Sometimes I feel bad about doing what I’m doing, existing—I shan’t say living—how I’m existing: my days consist of dreaming, writing, listening only to music that really gets to me*, panicking, reading, doing drugs, plotting my escape, working, chain-smoking, cleaning, wishing I was asleep, staring out of the window, trying not to cry, catching moths and waiting for wine o’clock.
Sometimes, usually in the early afternoon when I find myself at a loss (of every conceivable thing but mostly my mind) and I can’t quite get my work right and I have no idea what I’m still doing in this fucking town, I look at the photo of you that I have by my desk and say aloud, “I’m sorry, Dad” then hit the powder. Sometimes I just mumble a quick “sorry”, unable to look at your smiling face out of shame. I can hear you saying DON’T YOU FUCKING DARE but I don’t want to listen. I just turn the music up louder to drown out your faraway voice of concern.
You’d tell me to redirect my sadness and terror outward, into good things, rather than inwards, into self-destruction and an early grave. You’re right of course but I can’t/won’t/don’t want to. I suppose I rather enjoy wasting away this way (properly, rapidly, with Patti Smith for company) although “enjoy” isn’t the right word.

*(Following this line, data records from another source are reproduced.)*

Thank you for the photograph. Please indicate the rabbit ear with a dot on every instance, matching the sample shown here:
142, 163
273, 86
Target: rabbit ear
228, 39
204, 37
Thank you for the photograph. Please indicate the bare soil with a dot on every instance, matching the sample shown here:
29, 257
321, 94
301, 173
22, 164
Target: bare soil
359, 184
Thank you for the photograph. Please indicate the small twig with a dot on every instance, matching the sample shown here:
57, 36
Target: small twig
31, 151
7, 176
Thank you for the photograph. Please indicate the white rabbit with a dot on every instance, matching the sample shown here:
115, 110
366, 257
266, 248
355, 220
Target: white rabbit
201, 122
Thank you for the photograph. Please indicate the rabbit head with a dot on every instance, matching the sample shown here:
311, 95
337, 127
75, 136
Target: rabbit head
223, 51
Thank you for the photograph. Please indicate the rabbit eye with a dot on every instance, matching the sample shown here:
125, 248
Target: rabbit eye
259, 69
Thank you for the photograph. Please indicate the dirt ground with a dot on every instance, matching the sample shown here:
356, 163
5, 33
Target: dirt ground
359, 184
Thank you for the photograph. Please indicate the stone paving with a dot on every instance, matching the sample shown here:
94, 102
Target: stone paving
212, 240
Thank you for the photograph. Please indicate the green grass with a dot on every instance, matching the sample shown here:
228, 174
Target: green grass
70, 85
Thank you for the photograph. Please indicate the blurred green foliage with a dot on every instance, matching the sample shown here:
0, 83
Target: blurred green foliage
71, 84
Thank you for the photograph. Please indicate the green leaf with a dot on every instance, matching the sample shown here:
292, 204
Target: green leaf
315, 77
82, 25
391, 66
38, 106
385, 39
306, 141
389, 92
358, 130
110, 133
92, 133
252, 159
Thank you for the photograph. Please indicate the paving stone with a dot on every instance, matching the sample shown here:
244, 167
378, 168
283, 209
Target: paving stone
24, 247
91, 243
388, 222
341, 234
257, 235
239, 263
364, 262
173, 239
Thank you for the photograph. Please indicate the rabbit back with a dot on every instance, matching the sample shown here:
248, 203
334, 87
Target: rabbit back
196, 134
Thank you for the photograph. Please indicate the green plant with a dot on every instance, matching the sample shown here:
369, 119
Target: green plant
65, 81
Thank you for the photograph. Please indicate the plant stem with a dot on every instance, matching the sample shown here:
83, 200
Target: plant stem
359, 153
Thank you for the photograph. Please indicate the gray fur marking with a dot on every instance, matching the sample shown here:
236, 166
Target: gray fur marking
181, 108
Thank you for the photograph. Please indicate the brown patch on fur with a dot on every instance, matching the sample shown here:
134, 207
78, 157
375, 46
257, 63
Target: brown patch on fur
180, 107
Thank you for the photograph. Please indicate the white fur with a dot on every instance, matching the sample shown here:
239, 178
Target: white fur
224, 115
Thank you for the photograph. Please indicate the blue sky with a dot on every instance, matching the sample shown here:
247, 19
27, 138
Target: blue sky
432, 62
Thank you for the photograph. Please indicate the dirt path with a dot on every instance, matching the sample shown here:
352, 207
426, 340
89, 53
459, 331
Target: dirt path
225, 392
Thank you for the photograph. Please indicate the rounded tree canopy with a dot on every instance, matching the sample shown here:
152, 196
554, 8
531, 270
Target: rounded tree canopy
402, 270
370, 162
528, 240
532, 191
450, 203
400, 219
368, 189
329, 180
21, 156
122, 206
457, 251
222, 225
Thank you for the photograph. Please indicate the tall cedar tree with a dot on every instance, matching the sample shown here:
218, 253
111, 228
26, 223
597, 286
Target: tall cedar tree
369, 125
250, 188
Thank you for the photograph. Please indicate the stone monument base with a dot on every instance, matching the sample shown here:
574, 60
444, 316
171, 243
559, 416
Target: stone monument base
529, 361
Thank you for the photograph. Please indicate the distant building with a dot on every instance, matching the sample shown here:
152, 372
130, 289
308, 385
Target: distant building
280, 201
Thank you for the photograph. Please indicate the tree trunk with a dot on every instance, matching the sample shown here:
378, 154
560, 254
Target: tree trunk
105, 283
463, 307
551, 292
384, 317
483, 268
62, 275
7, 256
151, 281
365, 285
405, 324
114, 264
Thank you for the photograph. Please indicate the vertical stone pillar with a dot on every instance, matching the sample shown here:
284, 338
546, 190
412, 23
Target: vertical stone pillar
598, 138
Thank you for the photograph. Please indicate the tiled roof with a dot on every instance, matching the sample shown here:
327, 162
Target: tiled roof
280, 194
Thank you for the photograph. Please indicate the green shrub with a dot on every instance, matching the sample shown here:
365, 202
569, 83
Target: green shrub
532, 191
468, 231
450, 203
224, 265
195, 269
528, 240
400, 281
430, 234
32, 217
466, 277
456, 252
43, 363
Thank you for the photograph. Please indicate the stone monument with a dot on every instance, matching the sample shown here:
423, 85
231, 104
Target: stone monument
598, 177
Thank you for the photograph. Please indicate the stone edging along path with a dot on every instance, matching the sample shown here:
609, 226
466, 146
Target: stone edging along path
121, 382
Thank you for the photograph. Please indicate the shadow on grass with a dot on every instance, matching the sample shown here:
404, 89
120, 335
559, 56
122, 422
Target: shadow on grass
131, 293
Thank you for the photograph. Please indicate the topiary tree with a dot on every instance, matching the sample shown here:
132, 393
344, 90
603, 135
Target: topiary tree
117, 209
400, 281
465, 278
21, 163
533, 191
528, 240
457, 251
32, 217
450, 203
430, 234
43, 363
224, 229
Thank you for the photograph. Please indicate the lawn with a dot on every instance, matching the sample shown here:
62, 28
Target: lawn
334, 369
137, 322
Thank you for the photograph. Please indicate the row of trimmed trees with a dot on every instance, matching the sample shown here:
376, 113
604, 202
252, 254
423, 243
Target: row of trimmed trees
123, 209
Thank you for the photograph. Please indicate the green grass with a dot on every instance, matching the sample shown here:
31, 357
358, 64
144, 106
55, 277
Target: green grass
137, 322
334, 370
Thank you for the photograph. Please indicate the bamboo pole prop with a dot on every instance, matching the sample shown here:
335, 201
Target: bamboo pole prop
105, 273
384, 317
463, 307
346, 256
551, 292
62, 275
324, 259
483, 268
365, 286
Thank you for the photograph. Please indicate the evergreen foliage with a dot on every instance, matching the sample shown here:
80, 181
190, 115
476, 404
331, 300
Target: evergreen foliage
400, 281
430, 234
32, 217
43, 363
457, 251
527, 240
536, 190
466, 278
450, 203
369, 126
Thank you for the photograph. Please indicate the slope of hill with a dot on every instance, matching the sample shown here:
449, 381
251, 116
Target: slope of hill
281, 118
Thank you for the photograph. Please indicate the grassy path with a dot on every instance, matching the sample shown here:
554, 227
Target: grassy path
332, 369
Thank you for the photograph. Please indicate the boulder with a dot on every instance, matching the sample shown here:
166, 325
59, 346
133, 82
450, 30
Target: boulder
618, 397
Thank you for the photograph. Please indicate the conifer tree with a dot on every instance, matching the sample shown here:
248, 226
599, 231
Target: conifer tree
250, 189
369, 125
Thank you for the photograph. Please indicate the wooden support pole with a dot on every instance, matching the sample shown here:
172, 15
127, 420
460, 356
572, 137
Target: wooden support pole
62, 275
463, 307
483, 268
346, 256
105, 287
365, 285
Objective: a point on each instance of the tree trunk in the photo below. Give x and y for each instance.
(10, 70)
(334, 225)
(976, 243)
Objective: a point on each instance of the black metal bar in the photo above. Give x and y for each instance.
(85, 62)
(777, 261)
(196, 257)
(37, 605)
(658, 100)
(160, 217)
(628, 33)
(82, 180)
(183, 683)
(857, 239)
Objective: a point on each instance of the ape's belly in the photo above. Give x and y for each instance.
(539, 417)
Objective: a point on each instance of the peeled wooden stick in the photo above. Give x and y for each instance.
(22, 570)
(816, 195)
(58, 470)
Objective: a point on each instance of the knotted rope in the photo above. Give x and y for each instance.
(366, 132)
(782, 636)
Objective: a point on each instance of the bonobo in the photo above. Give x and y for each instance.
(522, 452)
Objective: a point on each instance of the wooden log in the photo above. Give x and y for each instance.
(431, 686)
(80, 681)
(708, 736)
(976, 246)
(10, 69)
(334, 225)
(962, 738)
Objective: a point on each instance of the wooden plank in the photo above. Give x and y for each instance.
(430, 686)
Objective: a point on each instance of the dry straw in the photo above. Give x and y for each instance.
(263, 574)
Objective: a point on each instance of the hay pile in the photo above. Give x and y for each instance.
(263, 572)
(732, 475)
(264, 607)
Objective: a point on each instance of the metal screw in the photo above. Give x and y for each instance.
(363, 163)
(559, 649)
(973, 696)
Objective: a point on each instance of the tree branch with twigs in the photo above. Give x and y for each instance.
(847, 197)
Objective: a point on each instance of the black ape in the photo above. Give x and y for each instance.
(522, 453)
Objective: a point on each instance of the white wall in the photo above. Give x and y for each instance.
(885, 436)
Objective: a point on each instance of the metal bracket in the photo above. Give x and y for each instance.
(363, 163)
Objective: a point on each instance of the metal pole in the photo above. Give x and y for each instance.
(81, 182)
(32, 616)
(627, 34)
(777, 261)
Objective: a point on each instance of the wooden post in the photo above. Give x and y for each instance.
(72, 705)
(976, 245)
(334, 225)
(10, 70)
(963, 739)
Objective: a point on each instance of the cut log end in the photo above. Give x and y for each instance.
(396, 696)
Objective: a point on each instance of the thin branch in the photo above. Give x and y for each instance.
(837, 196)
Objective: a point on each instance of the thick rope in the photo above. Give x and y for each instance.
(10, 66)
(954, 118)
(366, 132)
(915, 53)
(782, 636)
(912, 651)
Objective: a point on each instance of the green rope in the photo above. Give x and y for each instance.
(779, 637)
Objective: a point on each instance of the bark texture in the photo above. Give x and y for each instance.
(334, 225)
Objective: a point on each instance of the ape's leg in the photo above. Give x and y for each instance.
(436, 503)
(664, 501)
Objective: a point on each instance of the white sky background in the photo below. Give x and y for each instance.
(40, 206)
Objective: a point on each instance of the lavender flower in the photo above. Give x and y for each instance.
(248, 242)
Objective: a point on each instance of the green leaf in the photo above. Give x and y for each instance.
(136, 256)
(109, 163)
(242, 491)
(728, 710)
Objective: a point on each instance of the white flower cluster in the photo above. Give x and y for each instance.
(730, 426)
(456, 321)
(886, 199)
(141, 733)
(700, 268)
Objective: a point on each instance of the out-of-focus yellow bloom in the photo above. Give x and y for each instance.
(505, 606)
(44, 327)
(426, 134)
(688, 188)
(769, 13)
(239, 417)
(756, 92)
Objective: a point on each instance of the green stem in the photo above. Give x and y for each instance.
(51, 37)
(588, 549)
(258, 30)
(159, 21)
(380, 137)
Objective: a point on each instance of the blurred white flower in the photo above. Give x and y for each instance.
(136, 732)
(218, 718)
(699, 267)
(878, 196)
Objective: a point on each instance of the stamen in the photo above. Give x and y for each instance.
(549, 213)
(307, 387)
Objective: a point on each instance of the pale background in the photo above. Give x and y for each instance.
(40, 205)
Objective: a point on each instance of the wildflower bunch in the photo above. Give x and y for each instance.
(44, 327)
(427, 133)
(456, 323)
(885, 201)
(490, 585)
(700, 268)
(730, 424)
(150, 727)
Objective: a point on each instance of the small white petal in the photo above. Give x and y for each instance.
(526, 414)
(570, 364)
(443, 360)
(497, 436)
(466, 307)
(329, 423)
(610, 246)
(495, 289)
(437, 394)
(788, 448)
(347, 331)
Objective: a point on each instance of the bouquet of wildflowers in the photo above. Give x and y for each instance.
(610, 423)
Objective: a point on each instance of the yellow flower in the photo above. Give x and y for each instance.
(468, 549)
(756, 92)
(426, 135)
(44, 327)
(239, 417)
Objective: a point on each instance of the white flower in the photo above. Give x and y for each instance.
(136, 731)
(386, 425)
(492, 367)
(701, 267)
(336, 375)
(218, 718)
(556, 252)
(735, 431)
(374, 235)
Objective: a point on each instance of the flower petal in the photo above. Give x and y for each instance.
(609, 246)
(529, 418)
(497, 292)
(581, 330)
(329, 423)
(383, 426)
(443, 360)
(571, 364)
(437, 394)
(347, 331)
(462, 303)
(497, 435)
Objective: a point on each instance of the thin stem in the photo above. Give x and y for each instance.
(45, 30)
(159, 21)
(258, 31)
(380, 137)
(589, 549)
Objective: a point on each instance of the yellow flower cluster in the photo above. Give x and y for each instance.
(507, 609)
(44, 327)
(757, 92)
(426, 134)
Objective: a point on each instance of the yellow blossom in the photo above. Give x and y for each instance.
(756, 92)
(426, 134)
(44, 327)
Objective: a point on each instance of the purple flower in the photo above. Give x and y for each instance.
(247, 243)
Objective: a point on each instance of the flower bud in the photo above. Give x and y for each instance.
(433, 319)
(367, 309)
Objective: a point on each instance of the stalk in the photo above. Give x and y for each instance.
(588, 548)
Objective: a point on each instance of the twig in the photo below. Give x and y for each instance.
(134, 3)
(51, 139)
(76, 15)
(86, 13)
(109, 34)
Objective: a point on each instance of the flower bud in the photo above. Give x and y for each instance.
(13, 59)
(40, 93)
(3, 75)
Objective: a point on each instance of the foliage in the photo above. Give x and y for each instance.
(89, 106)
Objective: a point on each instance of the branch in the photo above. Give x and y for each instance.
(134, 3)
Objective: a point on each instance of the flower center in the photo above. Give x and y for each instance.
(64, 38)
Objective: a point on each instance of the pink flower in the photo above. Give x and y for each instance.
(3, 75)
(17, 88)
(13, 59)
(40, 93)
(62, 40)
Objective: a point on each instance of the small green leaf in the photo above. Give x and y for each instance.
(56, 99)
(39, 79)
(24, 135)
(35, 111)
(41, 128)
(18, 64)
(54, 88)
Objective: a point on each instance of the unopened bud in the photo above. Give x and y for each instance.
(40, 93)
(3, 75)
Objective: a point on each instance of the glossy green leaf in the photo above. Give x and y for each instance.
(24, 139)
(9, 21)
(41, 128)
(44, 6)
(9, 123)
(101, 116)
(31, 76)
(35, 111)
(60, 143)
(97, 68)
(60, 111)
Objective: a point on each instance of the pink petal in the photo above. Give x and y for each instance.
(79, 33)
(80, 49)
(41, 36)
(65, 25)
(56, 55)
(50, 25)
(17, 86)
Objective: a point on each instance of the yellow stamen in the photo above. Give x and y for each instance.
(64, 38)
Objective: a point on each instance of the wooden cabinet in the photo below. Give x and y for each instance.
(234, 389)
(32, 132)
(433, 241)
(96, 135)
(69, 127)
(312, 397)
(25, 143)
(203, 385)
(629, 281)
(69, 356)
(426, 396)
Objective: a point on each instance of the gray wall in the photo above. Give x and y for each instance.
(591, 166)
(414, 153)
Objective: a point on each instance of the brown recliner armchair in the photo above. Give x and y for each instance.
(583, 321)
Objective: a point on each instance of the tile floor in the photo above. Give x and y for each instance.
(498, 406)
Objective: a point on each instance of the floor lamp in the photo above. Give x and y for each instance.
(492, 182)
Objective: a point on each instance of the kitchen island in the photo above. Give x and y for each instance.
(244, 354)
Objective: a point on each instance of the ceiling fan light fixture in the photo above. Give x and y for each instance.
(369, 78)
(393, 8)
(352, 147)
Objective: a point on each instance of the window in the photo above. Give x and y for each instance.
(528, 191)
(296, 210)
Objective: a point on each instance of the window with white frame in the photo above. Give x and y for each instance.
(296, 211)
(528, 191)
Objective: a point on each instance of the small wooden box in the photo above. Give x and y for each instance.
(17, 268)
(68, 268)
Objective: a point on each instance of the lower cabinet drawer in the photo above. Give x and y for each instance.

I also know that you were doing exactly the same things when you were my age, in my situation, in my mental state, and look how you turned out. You survived all of this, whatever ~this~ is, to become the most extraordinary human being. And I am lucky. I have a bed to sleep in, medication, food, books, music, my notebook and a handful of people who say they love me. And I have something extra, something you didn’t have: Joy Division.